Intervention de Olivier Dussopt

Réunion du mercredi 10 avril 2019 à 9h35
Commission des lois constitutionnelles, de la législation et de l'administration générale de la république

Olivier Dussopt, secrétaire d'État auprès du ministre de l'action et des comptes publics :

… mais c'est la seule réponse que je peux vous faire à ce stade pour expliquer cette différenciation.

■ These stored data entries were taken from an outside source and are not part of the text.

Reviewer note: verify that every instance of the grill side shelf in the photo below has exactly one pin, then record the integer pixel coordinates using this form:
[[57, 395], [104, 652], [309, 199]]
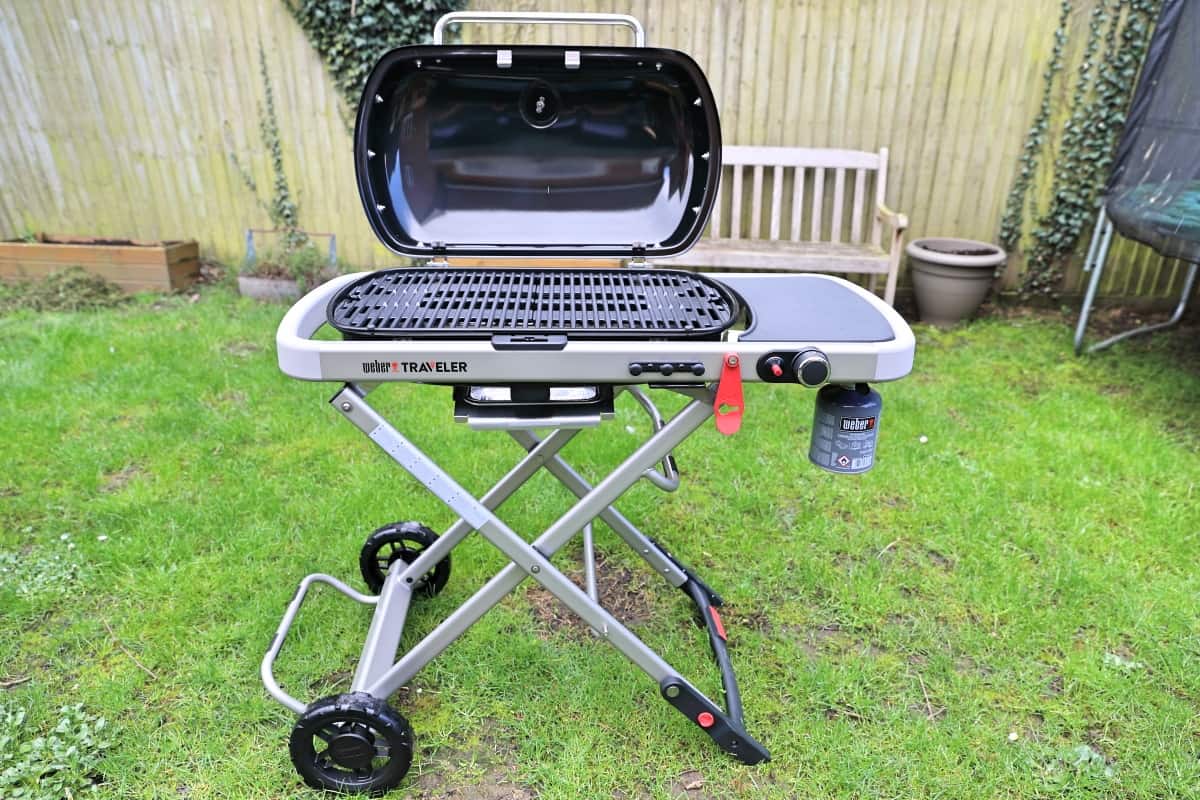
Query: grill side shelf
[[415, 302]]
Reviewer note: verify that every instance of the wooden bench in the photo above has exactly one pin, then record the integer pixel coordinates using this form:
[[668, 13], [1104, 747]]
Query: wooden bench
[[820, 204]]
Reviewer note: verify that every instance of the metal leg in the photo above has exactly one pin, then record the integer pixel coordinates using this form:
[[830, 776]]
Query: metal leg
[[523, 555], [268, 667], [640, 542], [533, 560], [388, 621], [589, 564], [1188, 284], [1097, 254]]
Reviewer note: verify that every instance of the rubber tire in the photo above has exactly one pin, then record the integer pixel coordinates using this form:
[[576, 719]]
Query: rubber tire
[[354, 707], [429, 584]]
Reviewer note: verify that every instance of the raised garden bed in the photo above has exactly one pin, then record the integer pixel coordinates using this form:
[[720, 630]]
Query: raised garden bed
[[133, 265]]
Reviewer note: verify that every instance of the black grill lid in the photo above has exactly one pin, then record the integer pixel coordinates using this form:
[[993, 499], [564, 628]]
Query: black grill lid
[[581, 302], [565, 151]]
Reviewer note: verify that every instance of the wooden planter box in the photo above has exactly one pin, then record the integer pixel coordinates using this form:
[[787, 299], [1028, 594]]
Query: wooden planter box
[[132, 265]]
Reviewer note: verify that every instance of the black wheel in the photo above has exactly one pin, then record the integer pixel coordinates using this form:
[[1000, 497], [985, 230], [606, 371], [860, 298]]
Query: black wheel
[[401, 541], [352, 743]]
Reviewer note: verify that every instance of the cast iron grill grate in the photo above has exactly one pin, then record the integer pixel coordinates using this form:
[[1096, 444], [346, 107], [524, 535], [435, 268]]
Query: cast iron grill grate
[[581, 302]]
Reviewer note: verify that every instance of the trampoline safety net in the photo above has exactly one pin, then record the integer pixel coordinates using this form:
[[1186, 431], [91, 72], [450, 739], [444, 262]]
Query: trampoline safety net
[[1153, 192]]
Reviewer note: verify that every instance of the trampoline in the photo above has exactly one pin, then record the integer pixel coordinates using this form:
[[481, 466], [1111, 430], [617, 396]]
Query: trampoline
[[1153, 191]]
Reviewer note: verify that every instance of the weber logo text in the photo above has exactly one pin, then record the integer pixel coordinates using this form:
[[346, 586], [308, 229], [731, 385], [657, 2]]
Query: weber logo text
[[411, 367]]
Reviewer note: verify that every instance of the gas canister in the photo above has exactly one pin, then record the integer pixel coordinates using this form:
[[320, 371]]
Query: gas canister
[[844, 428]]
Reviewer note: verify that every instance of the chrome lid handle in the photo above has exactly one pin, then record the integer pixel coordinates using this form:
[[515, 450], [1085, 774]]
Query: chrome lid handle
[[540, 18]]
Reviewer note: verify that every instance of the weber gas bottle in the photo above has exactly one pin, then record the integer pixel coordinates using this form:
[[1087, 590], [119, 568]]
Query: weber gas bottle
[[845, 426]]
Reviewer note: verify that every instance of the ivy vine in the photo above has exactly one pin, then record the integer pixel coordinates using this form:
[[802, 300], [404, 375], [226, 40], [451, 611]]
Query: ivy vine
[[1095, 120], [351, 35], [281, 208]]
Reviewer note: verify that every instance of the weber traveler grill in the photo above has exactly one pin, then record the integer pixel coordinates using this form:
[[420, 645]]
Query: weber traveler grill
[[519, 152]]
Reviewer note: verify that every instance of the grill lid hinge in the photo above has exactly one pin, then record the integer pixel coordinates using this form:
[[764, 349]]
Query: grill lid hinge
[[439, 256]]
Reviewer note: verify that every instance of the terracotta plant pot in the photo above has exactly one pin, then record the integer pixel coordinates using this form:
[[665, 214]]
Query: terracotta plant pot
[[270, 289], [952, 276]]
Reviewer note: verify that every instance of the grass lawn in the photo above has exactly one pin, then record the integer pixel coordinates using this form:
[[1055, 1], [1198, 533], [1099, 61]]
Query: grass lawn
[[1008, 608]]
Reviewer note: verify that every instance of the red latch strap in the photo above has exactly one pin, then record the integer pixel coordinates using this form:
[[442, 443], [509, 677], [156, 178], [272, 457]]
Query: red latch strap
[[729, 404]]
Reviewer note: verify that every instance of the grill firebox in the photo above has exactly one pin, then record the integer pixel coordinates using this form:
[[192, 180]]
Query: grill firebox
[[583, 304]]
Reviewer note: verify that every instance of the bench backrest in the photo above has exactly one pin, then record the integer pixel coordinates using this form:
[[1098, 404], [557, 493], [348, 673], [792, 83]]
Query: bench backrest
[[815, 194]]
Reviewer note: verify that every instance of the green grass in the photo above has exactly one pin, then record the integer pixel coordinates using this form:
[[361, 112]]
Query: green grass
[[1029, 570]]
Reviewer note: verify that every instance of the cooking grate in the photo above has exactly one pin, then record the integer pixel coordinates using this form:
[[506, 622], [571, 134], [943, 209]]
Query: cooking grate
[[582, 304]]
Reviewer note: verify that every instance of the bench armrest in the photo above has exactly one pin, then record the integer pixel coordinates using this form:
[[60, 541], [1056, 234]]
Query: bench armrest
[[898, 221]]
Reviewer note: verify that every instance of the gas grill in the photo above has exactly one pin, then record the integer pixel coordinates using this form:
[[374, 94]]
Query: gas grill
[[522, 152]]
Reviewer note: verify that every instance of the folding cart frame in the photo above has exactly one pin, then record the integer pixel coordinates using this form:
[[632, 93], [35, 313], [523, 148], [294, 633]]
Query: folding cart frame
[[379, 675]]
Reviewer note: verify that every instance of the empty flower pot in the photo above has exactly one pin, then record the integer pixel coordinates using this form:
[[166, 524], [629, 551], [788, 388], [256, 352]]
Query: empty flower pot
[[952, 276]]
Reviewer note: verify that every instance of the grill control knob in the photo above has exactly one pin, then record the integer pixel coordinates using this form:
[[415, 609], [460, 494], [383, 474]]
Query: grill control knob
[[810, 367]]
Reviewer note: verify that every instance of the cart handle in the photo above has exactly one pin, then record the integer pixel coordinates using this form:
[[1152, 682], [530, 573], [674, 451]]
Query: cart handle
[[540, 18]]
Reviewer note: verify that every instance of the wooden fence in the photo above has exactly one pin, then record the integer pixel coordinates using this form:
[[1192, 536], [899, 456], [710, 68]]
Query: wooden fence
[[119, 118]]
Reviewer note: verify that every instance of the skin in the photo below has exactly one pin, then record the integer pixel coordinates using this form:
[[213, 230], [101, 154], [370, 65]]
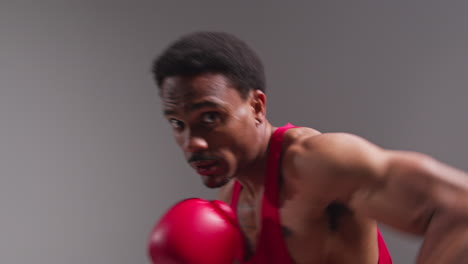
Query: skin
[[334, 186]]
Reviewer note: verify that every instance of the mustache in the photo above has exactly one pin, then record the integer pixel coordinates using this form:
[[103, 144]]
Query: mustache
[[200, 157]]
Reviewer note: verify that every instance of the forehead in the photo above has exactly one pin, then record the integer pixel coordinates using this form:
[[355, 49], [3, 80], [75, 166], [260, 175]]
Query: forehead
[[181, 91]]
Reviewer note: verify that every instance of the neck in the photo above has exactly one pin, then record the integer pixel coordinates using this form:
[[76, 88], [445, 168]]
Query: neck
[[253, 176]]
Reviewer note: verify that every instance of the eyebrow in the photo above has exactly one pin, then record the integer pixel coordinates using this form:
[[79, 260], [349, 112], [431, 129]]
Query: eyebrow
[[196, 106]]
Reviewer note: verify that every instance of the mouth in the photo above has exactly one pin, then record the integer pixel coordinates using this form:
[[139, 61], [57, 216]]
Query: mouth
[[206, 167]]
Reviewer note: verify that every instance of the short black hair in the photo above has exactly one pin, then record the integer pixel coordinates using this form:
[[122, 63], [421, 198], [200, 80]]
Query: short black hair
[[212, 52]]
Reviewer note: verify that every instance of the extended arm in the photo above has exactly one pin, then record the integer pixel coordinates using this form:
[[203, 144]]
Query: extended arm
[[409, 191]]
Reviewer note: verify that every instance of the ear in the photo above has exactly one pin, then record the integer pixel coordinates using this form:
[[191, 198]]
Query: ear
[[258, 103]]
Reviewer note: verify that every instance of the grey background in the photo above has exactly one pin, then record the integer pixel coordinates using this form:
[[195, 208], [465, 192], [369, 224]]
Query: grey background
[[87, 162]]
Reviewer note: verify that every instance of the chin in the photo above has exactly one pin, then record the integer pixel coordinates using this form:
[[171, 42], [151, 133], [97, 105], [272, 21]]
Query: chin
[[215, 182]]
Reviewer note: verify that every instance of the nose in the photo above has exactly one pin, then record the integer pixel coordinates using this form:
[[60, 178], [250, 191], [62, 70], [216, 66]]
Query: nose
[[194, 143]]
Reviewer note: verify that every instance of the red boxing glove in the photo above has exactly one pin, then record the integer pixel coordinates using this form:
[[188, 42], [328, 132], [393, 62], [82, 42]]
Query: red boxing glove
[[196, 231]]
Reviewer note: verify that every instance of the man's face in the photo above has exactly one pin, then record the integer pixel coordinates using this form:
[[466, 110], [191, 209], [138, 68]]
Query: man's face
[[212, 123]]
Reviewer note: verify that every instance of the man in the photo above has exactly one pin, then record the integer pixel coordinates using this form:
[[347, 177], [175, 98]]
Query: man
[[301, 196]]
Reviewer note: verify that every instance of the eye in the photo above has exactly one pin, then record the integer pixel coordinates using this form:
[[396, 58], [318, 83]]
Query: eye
[[176, 124], [210, 117]]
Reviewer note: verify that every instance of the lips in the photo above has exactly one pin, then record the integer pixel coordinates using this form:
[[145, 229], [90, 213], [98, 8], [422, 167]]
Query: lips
[[205, 167]]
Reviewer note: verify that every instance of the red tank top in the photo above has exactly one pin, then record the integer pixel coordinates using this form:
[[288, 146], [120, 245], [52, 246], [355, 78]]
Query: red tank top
[[271, 247]]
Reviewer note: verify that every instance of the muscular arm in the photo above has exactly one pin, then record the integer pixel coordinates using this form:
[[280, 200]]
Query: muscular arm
[[408, 191]]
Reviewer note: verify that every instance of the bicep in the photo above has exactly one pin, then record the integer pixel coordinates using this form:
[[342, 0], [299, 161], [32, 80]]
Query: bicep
[[393, 187]]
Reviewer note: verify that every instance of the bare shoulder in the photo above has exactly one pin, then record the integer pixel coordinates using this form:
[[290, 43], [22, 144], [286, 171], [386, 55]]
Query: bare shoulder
[[225, 192], [332, 165]]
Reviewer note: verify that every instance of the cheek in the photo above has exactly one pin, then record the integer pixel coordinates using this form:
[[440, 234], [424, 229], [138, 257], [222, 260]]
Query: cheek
[[177, 138]]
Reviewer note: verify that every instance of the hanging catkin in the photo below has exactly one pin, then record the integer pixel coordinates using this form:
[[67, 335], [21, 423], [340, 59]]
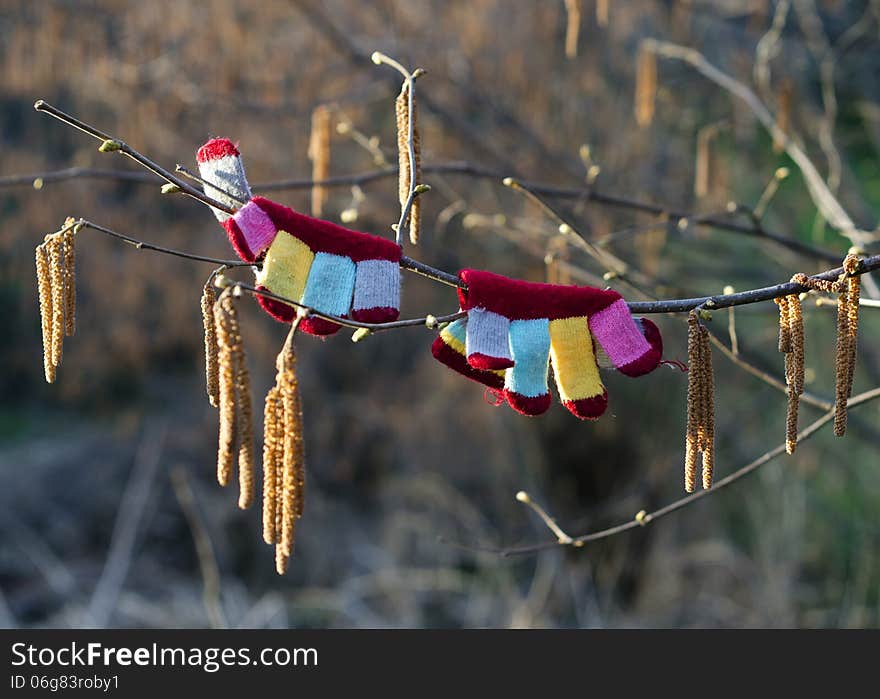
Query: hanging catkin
[[646, 86], [212, 385], [848, 287], [693, 398], [224, 310], [292, 476], [783, 116], [246, 432], [44, 287], [700, 437], [708, 383], [319, 154], [791, 343], [602, 13], [273, 430], [847, 338], [68, 239], [56, 276], [283, 457], [405, 182], [573, 26]]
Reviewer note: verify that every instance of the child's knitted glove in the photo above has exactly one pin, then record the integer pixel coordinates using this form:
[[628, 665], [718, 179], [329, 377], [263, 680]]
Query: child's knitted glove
[[326, 267], [220, 164], [514, 328]]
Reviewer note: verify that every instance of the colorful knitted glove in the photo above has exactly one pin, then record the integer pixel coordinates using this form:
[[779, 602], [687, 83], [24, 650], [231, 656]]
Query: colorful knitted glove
[[514, 329], [326, 267]]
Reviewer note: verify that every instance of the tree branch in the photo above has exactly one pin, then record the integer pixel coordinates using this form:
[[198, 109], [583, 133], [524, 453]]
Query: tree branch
[[644, 518]]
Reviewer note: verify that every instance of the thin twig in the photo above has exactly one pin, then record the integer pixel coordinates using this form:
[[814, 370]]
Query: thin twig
[[469, 170], [645, 518], [114, 144], [768, 293]]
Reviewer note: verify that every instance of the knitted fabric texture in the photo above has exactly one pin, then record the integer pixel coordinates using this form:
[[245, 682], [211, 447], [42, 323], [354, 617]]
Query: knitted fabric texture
[[220, 165], [328, 268], [514, 329]]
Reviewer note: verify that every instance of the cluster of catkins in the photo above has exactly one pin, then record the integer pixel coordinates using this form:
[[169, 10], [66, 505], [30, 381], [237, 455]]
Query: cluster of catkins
[[229, 390], [56, 284], [791, 342]]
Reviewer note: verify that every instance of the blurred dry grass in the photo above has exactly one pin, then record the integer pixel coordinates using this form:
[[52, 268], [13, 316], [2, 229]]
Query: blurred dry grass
[[399, 450]]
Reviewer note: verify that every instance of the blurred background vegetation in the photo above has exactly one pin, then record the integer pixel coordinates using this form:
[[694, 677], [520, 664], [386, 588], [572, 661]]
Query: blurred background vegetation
[[110, 514]]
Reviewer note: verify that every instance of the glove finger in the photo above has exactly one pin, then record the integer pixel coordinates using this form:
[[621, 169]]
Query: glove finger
[[525, 384], [575, 369], [449, 349]]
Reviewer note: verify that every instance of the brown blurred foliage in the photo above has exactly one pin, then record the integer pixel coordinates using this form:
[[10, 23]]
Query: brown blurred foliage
[[399, 450]]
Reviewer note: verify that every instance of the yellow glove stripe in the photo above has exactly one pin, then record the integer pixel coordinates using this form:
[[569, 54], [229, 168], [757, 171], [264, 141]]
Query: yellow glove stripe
[[574, 362], [286, 267]]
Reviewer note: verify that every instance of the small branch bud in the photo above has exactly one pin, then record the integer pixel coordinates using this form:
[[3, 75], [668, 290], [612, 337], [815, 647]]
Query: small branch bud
[[360, 334], [110, 145]]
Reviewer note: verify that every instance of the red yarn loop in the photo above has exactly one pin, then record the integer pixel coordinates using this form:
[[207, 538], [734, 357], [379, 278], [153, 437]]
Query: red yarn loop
[[493, 397]]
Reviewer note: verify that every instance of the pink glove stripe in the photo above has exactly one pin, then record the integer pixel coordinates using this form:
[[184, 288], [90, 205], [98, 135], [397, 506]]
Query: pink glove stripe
[[256, 227], [519, 300], [615, 329]]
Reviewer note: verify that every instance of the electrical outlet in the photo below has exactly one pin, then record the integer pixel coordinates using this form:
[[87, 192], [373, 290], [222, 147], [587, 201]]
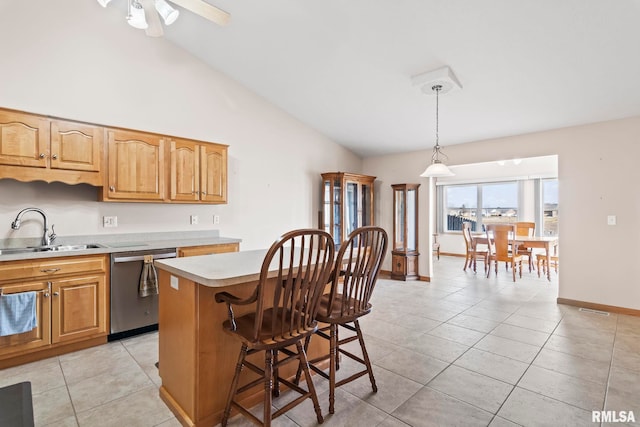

La formation des hauts fonctionnaires et les conditions d'accès aux grands corps doivent retenir notre attention. Cette question ne peut se réduire à la seule École nationale d'administration, elle concerne toutes les écoles et les trois versants. L'égalité d'accès, que nous devons garantir, renvoie à la question des classes préparatoires intégrées et des instituts de préparation à l'administration générale (IPAG). Le dispositif ENA+2, expérimenté depuis quelques mois, oblige les hauts fonctionnaires ayant intégré deux ans plus tôt les grands corps à occuper un poste défini comme prioritaire, à Paris et dans les services déconcentrés. Cela permet aux administrations de bénéficier de la compétence et de l'expertise des élèves sortis dans le haut du classement et de garantir à ces derniers une expérience opérationnelle.

Le Président de la République et le Premier ministre ont demandé aux membres du Gouvernement, aux personnalités qualifiées, aux parlementaires et à tous ceux qui le souhaitent de réfléchir à ces questions, afin d'apporter une réponse aux remarques formulées dans le cadre du grand débat, qu'il s'agisse de la transparence des rémunérations ou encore de la possibilité, pour les directeurs des AAI, de cumuler leurs émoluments avec d'autres revenus – retraite ou revenus tirés d'autres activités. Peut-être devra-t-on effectivement envisager un écrêtement.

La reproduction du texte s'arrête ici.